Run your model to test it:
fal run image_generator.py::MyApp
This starts your app, downloads the Stable Diffusion XL model weights (cached after the first run), and prints two URLs: a direct HTTP endpoint and a web playground. The first run takes a couple of minutes for the model download. Subsequent runs are faster. Once you see Application startup complete, test it with curl using the URL from the output:
curl $FAL_RUN_URL -H 'Content-Type: application/json' \
  -d '{"prompt":"A cyberpunk cityscape at night with neon lights"}'
You can also use the playground URL to test through a browser interface.

Step 5: Deploy Your Model

Once you are satisfied with the results, deploy your app to create a persistent URL. Deployed apps scale automatically, with runners managed by fal’s infrastructure. You can configure scaling behavior through parameters like keep_alive, min_concurrency, and max_concurrency.

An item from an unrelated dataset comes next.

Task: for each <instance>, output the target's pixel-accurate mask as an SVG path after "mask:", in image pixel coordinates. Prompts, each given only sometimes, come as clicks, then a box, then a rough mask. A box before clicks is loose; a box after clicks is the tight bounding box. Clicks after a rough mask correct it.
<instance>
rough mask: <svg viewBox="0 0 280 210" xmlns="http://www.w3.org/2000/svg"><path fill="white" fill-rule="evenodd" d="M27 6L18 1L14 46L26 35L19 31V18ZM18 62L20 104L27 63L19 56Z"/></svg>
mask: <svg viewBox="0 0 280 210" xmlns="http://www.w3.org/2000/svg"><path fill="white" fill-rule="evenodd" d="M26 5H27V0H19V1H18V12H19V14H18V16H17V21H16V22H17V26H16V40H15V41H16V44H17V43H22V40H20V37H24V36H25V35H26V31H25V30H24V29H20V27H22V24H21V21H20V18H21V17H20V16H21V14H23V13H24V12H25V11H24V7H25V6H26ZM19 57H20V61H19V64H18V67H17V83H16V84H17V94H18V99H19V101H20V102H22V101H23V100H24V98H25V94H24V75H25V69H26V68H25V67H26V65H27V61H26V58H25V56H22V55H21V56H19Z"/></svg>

See Scale Your Application to learn more.
fal deploy image_generator.py::MyApp

Step 6: Call Your Deployed App

Once deployed, call your image generator from any Python or JavaScript application using the fal client SDK.
pip install fal-client
import fal_client

result = fal_client.subscribe(
    "your-username/my-demo-app",
    arguments={"prompt": "A cyberpunk cityscape at night with neon lights"},
)
print(result["image"]["url"])
Replace your-username/my-demo-app with the endpoint ID shown after deploying. See Calling Your Endpoints for all calling patterns including async queue, streaming, real-time, and webhooks.

Next Steps

The App Lifecycle page explains how apps are structured, where code runs, and how runners start up and shut down. To define richer input and output schemas (sliders, image uploads, multiple outputs), see Handle Inputs and Outputs. For all the ways to call your deployed app from client code, including async queue, streaming, and real-time patterns, see Calling Your Endpoints.